Alasan besar lainnya kaum wanita dan minoritas tidak cukup banyak yang mencalonkan diri untuk sebuah jabatan pemerintahan. Penelitian yang dilakukan oleh Pew Research Center menunjukkan bahwa hanya sekitar 2% warga AS menjabat beberapa jenis jabatan politik, sedangkan warga kulit dengan dua pertiga dari populasi ternyata mereka terwakili dalam 82% kandidat yang maju ke dunia politik.

Jumlah kaum kulit hitam dan hispanik tak hanya kurang terwakili dalam jabatan politik. Mereka juga kurang terwakili dalam suara. Jika dibanding dengan jumlah 12% bagian dari populasi, anggota parlemen dan senator kulit hitam hanya terdapat 5% dan politisi hispanik hanya 6%. Padahal, pertumbuhan populasi di AS sudah mencapai angka 15%.

Dalam perjuangan politik menuju Gedung Putih, Hillary juga harus berhadapan dengan dominasi pria. Sebelum berhadapan dengan kandidat presiden dari Partai Republik, Hillary harus berhadapan dengan dominasi pria di Partai Demokrat. Salah satu dominasi pria yang harus dihadapinya adalah Wakil Presiden AS Joe Biden. Biden memang sendirian.
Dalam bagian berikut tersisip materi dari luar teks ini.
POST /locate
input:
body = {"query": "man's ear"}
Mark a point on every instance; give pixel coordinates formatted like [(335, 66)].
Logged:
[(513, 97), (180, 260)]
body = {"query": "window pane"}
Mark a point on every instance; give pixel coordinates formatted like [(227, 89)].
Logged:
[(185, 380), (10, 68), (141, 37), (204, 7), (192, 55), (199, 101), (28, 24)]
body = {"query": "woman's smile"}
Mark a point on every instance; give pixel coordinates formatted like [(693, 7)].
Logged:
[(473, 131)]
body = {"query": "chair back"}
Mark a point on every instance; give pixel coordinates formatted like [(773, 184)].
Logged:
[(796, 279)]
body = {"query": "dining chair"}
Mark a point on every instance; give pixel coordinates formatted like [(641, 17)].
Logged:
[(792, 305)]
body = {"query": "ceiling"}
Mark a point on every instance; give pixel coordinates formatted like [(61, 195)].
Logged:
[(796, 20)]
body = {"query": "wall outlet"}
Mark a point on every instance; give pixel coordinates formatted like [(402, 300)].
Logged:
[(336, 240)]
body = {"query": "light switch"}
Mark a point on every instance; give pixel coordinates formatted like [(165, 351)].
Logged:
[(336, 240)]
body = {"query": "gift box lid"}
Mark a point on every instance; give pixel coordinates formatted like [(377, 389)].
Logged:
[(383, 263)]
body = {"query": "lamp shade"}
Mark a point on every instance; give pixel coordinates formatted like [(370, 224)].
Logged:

Namun, mayoritas pria di Partai Demokrat dikhawatirkan lebih memilih Biden sebagai kandidat presiden dibandingkan Hillary karena melihat gender. Itulah jugalah yang sangat dipikirkan Hillary untuk dicarikan solusinya. Biden sendiri belum resmi mengumumkan pencalonnya. Ada dugaan kalau dia akan menjadi pesaing Hillary pada pemilu pendahuluan Partai Demokrat.

Saat ini Biden sedang menjalin komunikasi dengan para donor dan mematangkan konsepnya pada pencalonan pada pemilu 2016 mendatang. Meskipun terlihat tenang, Biden tetap bermain dalam lingkaran Partai Demokrat untuk menguatkan dukungan.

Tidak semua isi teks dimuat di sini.